Solved: How to alert host stop on failover paired hosts

vl951f · ‎03-07-2022

I have host stop event logged in a summary index

Index=summary search_name=feed_status

Host_name	Host_status
Host1a	Host_stop
Host2b	Host_stop
Host4a	Host_stop
Host1b	Host_stop
Host3a	Host_stop

I also have a lookup table for failover paired hosts.

Host_primary	Host_secondary
Host1a	Host1b
Host2a	Host2b
Host3a	Host3b
Host4a	Host4b

I need to generate the host stop alert when both failover paired hosts are stopped.

In this case alerting on Host1a and Host1b stopped.

vl951f · ‎03-07-2022

Hi, Giuseppe

I changed OUTPUT to OUTPUTNEW. It works.

index=summary search_name=feed_status
| lookup paired_host.csv Host_primary AS Host_name OUTPUTNEW Host_secondary as hostname2 pair_ID as pairid
| lookup paired_host.csv Host_secondary AS Host_name OUTPUTNEW Host_primary as hostname1 pair_ID as pairid
| stats dc(Host_name) AS hcount values(hostname1) AS Host_Primary values(hostname2) AS Host_secondary BY pairid
| where hcount =2

Thanks a lot for your help.

View solution in original post

gcusello · ‎03-07-2022

Hi @vl951f,

if you could add a column in the lookup containing an ID for each pair, you could use it for the check.
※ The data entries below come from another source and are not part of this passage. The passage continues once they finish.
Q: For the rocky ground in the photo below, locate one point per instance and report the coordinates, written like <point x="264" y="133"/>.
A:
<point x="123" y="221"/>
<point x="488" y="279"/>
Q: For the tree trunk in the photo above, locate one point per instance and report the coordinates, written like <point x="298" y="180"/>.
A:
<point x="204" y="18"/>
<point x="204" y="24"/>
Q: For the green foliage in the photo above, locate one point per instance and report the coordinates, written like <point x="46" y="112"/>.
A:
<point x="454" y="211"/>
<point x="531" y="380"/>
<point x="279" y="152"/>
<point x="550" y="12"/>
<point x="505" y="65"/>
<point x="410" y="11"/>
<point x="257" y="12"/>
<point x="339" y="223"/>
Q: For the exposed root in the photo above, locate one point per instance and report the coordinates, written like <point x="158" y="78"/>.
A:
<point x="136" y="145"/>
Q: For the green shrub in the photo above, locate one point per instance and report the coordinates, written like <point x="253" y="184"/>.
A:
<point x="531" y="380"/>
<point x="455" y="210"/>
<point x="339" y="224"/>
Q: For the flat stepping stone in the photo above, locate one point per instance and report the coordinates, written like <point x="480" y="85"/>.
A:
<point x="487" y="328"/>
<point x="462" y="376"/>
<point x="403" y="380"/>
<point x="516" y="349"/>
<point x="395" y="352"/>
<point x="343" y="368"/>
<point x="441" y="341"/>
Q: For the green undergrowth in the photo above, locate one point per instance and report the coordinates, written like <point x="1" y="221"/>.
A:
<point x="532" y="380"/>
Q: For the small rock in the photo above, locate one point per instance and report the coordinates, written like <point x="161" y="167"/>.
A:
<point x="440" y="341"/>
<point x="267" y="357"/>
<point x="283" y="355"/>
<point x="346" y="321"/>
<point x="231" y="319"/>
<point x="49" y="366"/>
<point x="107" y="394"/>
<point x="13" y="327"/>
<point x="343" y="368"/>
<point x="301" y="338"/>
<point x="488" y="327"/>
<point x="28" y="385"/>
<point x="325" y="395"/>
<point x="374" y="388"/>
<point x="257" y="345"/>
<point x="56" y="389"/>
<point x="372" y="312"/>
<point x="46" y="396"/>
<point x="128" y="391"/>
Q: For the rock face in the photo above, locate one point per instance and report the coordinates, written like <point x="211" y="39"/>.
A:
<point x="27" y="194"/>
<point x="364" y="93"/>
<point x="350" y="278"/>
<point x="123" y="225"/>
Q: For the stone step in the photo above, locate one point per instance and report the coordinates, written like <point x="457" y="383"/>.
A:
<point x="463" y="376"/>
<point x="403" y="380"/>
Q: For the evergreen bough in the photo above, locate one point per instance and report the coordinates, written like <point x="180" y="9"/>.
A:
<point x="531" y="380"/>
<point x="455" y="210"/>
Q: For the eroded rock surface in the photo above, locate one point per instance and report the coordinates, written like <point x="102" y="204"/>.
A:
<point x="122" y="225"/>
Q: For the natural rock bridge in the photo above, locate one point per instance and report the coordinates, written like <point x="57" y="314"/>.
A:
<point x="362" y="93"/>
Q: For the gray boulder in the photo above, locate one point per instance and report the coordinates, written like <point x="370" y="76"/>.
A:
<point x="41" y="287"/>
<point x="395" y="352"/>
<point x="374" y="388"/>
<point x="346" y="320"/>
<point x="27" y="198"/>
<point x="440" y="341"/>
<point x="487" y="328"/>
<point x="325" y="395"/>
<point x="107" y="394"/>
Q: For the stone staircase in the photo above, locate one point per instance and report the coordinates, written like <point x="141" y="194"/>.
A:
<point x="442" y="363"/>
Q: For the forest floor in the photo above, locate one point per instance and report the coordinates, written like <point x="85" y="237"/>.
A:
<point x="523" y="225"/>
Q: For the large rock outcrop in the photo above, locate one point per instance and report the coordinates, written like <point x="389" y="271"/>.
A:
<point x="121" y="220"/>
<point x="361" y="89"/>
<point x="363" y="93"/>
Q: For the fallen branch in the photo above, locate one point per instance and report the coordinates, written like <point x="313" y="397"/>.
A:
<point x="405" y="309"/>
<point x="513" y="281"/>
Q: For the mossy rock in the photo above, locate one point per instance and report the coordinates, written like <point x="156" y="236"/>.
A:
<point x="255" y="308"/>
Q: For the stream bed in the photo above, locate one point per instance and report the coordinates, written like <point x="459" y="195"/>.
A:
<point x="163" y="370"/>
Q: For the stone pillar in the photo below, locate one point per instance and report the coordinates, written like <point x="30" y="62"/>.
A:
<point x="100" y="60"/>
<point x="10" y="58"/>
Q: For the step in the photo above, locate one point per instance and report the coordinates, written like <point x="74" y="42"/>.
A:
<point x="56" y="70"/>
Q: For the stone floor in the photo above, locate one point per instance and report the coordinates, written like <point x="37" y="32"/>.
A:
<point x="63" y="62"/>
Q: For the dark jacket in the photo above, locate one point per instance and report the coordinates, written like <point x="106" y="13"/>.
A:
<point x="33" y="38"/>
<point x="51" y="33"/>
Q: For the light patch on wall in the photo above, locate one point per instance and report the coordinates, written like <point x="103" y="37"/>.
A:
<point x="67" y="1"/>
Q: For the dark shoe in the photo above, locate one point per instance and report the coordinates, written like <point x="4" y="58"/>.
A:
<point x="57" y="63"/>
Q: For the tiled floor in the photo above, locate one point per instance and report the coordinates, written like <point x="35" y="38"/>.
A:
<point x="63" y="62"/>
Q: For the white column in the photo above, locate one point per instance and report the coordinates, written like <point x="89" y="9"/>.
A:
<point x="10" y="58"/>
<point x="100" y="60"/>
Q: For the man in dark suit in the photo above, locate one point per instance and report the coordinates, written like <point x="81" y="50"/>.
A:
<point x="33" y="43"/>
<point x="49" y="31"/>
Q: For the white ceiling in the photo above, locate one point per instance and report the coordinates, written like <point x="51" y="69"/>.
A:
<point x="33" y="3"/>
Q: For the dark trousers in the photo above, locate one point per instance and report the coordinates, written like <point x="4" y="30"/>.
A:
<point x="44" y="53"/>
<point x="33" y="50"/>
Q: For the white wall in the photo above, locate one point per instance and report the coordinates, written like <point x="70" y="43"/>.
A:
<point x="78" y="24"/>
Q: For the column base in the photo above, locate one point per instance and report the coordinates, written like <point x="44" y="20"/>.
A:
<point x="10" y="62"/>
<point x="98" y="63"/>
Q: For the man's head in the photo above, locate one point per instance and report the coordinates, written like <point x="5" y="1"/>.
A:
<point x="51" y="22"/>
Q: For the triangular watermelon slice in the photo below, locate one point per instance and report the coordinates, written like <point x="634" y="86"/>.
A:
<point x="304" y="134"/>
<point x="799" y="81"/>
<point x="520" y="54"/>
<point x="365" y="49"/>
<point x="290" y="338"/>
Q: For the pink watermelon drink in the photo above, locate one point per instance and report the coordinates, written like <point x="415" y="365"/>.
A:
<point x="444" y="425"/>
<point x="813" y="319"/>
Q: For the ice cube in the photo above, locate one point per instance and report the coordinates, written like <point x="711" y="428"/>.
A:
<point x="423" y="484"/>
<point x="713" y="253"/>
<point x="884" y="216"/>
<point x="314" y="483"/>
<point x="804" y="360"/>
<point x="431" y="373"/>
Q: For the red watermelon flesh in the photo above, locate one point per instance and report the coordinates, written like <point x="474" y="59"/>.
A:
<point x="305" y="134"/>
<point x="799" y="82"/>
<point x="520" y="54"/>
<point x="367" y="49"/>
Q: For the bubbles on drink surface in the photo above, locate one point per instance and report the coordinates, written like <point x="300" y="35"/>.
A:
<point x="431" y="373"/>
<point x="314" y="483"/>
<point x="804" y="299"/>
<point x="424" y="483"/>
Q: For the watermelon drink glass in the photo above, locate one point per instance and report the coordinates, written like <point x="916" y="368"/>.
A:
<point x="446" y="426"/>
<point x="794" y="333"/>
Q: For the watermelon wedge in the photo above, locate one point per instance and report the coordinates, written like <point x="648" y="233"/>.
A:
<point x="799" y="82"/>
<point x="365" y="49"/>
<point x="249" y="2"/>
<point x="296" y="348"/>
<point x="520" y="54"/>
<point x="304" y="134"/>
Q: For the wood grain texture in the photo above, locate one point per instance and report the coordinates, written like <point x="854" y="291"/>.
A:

In other words, if the the new column is called pair_ID, you could run something like this:

index=summary search_name=feed_status
| lookup paired_host.csv Host_primary AS Host_name OUTPUT Host_secondary pair_ID
| lookup paired_host.csv Host_secondary AS Host_name OUTPUT Host_primary pair_ID
| stats dc(Host_name) AS dc_Host_name values(Host_primary) AS Host_Primary values(Host_secondary) AS Host_secondary BY pair_ID
| where dc_Host_name =2

Ciao.

Giuseppe

vl951f · ‎03-07-2022

Hi, Giuseppe

I changed OUTPUT to OUTPUTNEW. It works.

index=summary search_name=feed_status
| lookup paired_host.csv Host_primary AS Host_name OUTPUTNEW Host_secondary as hostname2 pair_ID as pairid
| lookup paired_host.csv Host_secondary AS Host_name OUTPUTNEW Host_primary as hostname1 pair_ID as pairid
| stats dc(Host_name) AS hcount values(hostname1) AS Host_Primary values(hostname2) AS Host_secondary BY pairid
| where hcount =2

Thanks a lot for your help.

gcusello · ‎03-08-2022

Hi @vl951f,

good for you, see next time!

Ciao and happy splunking

Giuseppe

P.S.: Karma Points are appreciated 😉

vl951f · ‎03-07-2022

Hi, Giuseppe:

I added the column pair_ID, ad give it an unique number for each paired host. But "dc_Host_name" is always "1" after run the search.

Thanks

vl951f · ‎03-07-2022

It looks like one of the pair_ID is NULL from 2 lookup OUTPUT:

| lookup paired_host.csv Host_primary AS Host_name OUTPUT Host_secondary pair_ID
| lookup paired_host.csv Host_secondary AS Host_name OUTPUT Host_primary pair_ID

How to alert host stop on failover paired hosts

lookup

table

Splunk Cloud | Empowering Splunk Administrators with Admin Config Service (ACS)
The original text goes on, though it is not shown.